Search code examples
bashwhile-loopslurm

Script to submit multiple slurm jobs from different, although matching, subdirectories


Lately I've been generating several series of input files to run calculations on a HPC using a Slurm queuing system. These calculations are all placed in subdirectories of the form D001, D002, etc. (D, followed by a three digit number, in numerical order). In these directories are my input files, always ending in .inp (for the series I'm looking at now, the files are all called tma.h2s-2-vpt2-b97m-d4-qz_D001.inp, etc., where the number in the input file matches the name of its subdirectory), and Slurm run scripts (these particular ones are all called slurm-run-orca.job).

So far, I've been laboriously running each of the calculations manually, by running (from the directory each of the subdirectories are placed in):

cd D001
sbatch -J tma.h2s-2-vpt2-b97m-D4-qz_D001 slurm-run-orca.job
cd ../D002
sbatch -J tma.h2s-2-vpt2-b97m-D4-qz_D002 slurm-run-orca.job
cd ../D003
sbatch -J tma.h2s-2-vpt2-b97m-D4-qz_D003 slurm-run-orca.job

etc.

This is very time consuming and, to be honest, makes my fingers very stiff. The last series I ran had 66 calculations, which I did get through eventually, but my current batch has 84...

Is there any way I can write a script to do this automatically? (Note, the input files are submitted without the .inp appended, despite the files all including a .inp extension.) I've searched for days to find a similar question/answer to this situation, but, funnily enough, I've not found anything that treats a problem this simple (at least, this problem seems simple — I could very well be mistaken, though)...

Edit: To clarify, the only files in the subdirectories are the job files and the input files, i.e.:

ls
D001   D002   D003   D004 ...

ls D001/
tma.h2s-2-vpt2-b97m-d4-qz_D001.inp   slurp-run-orca.job

So far, I have tried several things — if/then statements, while and for loops — but the fact is that I don't know enough about bash to get something like this to work (I can edit scripts, but I've never successfully written a script from scratch). The closest I've gotten to making the script work is:

#!/bin/bash

work_dir="pwd"
base=$1

n=001
submit_dir=$base$(( n ))

while ii in $submit_dir ; do
        cd $submit_dir
        squeue -J *.inp *.job
        cd $work_dir
        n=$(( $n + 1 ))
echo "Submitting calculations to queue"
done

I tried to add an if/then statement to make sure the loop would stop when it reached the end of the series (I have a feeling that would be unnecessary though), and to print out a Could not find calculation subdirectories when relevant, but then started focussing on getting the while loop to work. I am aware that what I have written so far will include the .inp extension, but I thought it would be worth getting the script to recognise that there were files in the directories first, and then worry about stripping the .inp...

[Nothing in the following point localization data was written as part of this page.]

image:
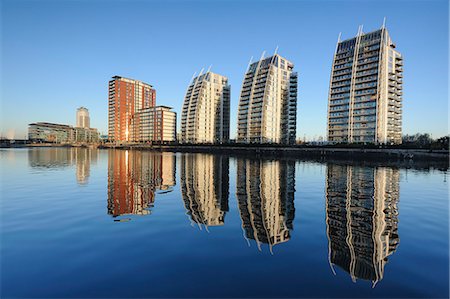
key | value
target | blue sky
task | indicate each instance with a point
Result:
(59, 55)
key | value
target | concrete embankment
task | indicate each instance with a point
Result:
(312, 152)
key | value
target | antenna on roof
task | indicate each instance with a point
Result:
(262, 55)
(249, 63)
(193, 76)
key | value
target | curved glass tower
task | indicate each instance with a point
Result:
(268, 102)
(205, 116)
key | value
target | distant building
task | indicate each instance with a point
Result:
(58, 133)
(126, 97)
(205, 116)
(50, 132)
(268, 102)
(88, 135)
(156, 124)
(83, 120)
(365, 99)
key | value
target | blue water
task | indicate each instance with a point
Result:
(105, 223)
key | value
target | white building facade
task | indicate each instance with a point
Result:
(268, 102)
(205, 116)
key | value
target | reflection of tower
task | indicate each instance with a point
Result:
(133, 177)
(362, 219)
(204, 187)
(265, 193)
(50, 157)
(83, 157)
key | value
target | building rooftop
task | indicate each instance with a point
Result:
(129, 79)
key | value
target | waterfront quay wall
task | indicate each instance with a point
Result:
(298, 152)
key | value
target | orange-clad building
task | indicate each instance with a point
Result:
(126, 97)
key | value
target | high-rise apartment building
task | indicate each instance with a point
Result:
(156, 124)
(83, 120)
(205, 116)
(365, 97)
(268, 102)
(126, 98)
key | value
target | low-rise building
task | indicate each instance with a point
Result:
(50, 132)
(156, 124)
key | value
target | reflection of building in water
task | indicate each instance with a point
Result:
(82, 158)
(362, 219)
(133, 178)
(204, 187)
(265, 194)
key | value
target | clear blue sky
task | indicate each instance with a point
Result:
(59, 55)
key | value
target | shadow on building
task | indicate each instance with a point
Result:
(133, 179)
(362, 219)
(265, 194)
(205, 188)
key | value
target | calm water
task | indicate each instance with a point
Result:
(82, 223)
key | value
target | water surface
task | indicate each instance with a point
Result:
(111, 223)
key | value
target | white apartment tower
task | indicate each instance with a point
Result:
(205, 116)
(268, 102)
(365, 98)
(83, 120)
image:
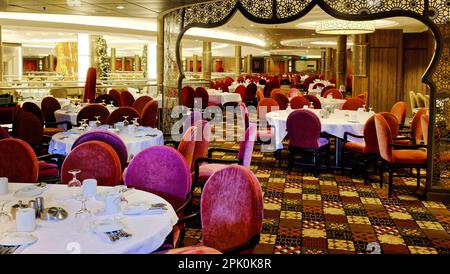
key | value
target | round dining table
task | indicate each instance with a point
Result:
(70, 113)
(336, 124)
(148, 230)
(138, 140)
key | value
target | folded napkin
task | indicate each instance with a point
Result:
(8, 249)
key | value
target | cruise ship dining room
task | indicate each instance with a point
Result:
(224, 127)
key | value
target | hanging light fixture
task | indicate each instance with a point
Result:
(343, 27)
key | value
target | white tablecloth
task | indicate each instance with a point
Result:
(337, 124)
(61, 237)
(218, 97)
(62, 115)
(61, 143)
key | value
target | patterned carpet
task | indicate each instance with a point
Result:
(339, 214)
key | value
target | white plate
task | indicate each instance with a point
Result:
(18, 238)
(107, 225)
(136, 208)
(29, 191)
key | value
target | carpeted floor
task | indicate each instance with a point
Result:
(339, 214)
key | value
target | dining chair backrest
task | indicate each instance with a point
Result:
(231, 208)
(149, 116)
(90, 111)
(163, 171)
(96, 160)
(140, 103)
(49, 105)
(118, 115)
(306, 135)
(18, 161)
(107, 137)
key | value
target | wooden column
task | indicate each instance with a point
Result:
(341, 60)
(207, 59)
(237, 59)
(328, 63)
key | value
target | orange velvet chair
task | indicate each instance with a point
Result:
(149, 116)
(126, 99)
(96, 160)
(117, 115)
(90, 111)
(282, 100)
(140, 103)
(333, 92)
(353, 104)
(90, 85)
(399, 110)
(298, 102)
(397, 156)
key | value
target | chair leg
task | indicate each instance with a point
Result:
(390, 182)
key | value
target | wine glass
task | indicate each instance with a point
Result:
(4, 215)
(125, 121)
(97, 122)
(74, 185)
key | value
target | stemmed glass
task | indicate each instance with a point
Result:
(4, 216)
(74, 185)
(125, 121)
(97, 122)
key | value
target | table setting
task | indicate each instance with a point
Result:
(135, 137)
(81, 217)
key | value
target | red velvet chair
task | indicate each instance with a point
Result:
(126, 99)
(406, 156)
(313, 99)
(116, 94)
(305, 139)
(140, 103)
(49, 106)
(366, 152)
(399, 110)
(282, 100)
(18, 162)
(91, 84)
(107, 98)
(117, 115)
(298, 102)
(50, 128)
(107, 137)
(232, 210)
(333, 92)
(187, 96)
(96, 160)
(149, 116)
(205, 167)
(90, 111)
(353, 104)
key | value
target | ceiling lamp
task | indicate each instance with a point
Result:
(343, 27)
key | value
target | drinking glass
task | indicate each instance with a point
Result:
(74, 185)
(97, 122)
(125, 121)
(4, 215)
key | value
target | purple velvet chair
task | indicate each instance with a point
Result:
(205, 167)
(161, 170)
(306, 139)
(107, 137)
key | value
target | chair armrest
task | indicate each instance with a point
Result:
(401, 146)
(67, 123)
(346, 134)
(219, 149)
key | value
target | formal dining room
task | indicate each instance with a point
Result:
(225, 127)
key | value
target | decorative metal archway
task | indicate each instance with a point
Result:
(433, 13)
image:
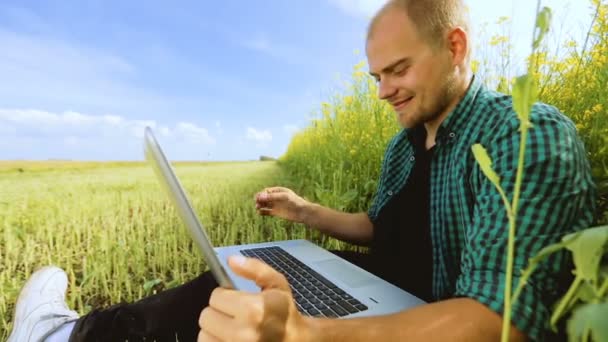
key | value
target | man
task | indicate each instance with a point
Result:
(437, 226)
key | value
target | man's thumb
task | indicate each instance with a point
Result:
(253, 269)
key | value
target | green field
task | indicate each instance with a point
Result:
(113, 229)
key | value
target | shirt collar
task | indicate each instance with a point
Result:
(454, 123)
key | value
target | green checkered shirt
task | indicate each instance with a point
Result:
(468, 221)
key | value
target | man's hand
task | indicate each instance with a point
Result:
(281, 202)
(270, 315)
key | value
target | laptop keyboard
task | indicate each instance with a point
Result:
(314, 294)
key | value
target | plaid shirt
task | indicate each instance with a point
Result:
(468, 222)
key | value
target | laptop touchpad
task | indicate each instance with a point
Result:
(345, 272)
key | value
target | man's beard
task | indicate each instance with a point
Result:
(445, 97)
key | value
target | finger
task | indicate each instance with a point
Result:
(265, 211)
(277, 189)
(204, 336)
(230, 302)
(216, 323)
(277, 197)
(262, 274)
(276, 305)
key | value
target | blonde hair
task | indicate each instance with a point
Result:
(432, 18)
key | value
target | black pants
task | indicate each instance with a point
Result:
(167, 316)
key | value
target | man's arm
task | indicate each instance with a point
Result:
(284, 203)
(353, 228)
(460, 319)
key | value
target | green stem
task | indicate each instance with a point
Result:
(506, 323)
(566, 300)
(603, 290)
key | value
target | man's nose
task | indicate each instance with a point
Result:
(385, 89)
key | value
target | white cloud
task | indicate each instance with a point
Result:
(91, 133)
(287, 53)
(259, 136)
(193, 134)
(359, 8)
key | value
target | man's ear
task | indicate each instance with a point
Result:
(458, 45)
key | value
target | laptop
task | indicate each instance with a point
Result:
(322, 283)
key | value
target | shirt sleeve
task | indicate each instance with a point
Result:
(378, 198)
(557, 197)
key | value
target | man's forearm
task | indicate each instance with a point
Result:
(353, 228)
(459, 319)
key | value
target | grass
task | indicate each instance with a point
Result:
(110, 226)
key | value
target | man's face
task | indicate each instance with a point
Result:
(415, 78)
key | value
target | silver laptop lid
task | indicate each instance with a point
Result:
(172, 186)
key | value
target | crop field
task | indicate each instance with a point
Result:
(114, 230)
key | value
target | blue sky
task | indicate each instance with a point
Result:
(217, 80)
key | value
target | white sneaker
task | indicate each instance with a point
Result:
(41, 307)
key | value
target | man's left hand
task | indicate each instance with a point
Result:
(270, 315)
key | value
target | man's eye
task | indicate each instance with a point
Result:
(400, 71)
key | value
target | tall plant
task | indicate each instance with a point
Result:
(587, 297)
(525, 93)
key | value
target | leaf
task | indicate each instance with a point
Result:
(543, 21)
(585, 293)
(150, 284)
(485, 163)
(587, 251)
(537, 259)
(525, 93)
(589, 317)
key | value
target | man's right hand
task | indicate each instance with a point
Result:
(281, 202)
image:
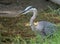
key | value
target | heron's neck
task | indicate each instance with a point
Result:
(32, 19)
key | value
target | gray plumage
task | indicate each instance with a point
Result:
(44, 28)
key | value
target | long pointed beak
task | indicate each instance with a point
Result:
(23, 12)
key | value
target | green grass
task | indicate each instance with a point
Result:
(15, 31)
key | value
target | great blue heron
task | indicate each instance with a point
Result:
(44, 28)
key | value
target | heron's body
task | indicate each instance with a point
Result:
(44, 28)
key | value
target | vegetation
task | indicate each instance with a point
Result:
(18, 31)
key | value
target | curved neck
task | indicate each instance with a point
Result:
(32, 19)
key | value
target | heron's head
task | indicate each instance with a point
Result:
(29, 9)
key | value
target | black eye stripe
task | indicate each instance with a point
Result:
(27, 9)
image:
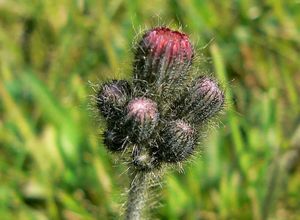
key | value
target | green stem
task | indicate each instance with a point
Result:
(137, 195)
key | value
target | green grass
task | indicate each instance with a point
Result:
(53, 164)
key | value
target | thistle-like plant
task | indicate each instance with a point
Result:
(154, 120)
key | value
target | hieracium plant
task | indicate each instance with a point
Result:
(155, 119)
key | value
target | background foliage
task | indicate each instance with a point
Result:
(52, 161)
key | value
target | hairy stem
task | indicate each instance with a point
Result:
(137, 195)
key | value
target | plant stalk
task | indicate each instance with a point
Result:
(137, 195)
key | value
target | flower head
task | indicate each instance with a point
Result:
(162, 55)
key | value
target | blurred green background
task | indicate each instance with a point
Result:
(53, 164)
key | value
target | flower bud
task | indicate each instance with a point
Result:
(176, 143)
(162, 56)
(202, 101)
(141, 118)
(112, 97)
(114, 140)
(142, 159)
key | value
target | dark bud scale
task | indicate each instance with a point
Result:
(177, 142)
(142, 117)
(157, 117)
(112, 97)
(114, 140)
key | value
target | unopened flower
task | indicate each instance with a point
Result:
(162, 56)
(114, 140)
(141, 117)
(112, 97)
(176, 143)
(201, 102)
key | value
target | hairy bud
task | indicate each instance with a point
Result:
(112, 97)
(142, 117)
(202, 101)
(114, 140)
(176, 143)
(163, 55)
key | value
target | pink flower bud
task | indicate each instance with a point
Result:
(162, 55)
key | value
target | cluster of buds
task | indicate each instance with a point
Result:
(157, 116)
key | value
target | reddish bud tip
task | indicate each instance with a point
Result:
(172, 45)
(162, 55)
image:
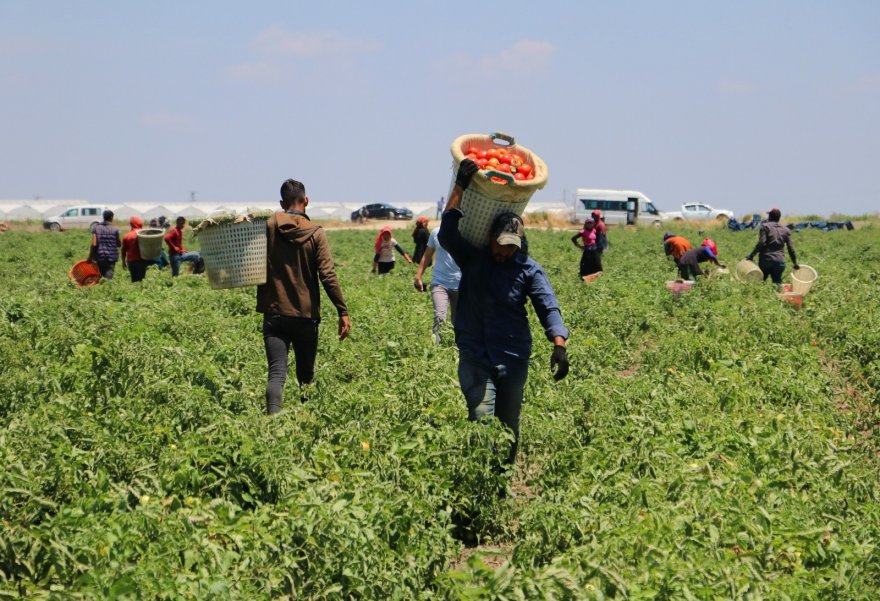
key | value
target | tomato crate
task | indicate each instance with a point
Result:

Additionally, if possible, I would like to be able to submit the calculations in batches of 20, either with a specific time delay or by using a command like ./job-submission <base-name-of-input-files> 001-020 (for example), just so I don't clog up the queue (we have a very limited number of nodes available to us).

Any help getting this to work would be very appreciated!


Solution

  • Here's how I would do it:

    #!/usr/bin/env bash
    shopt -s nullglob
    
    for workdir in "$@"
    do
        pushd "$workdir" > /dev/null || continue
    
        for inpfile in *_"${PWD##*/}".inp
        do
            sbatch -J "${inpfile%.*}" slurm-run-orca.job
        done
    
        popd > /dev/null
    done
    

    Then you specify the directories from which you want to submit a job as argument:

    ./myscript.sh some/path/to/D*
    

    Notes
    • pushd and popd are bash builtins that you can use for cding to a directory and then return to the previous location.

    • The environment variable PWD contains the path of the current directory; ${PWD##*/} will expand to the last component of it (ie. everything up to the last / is stripped).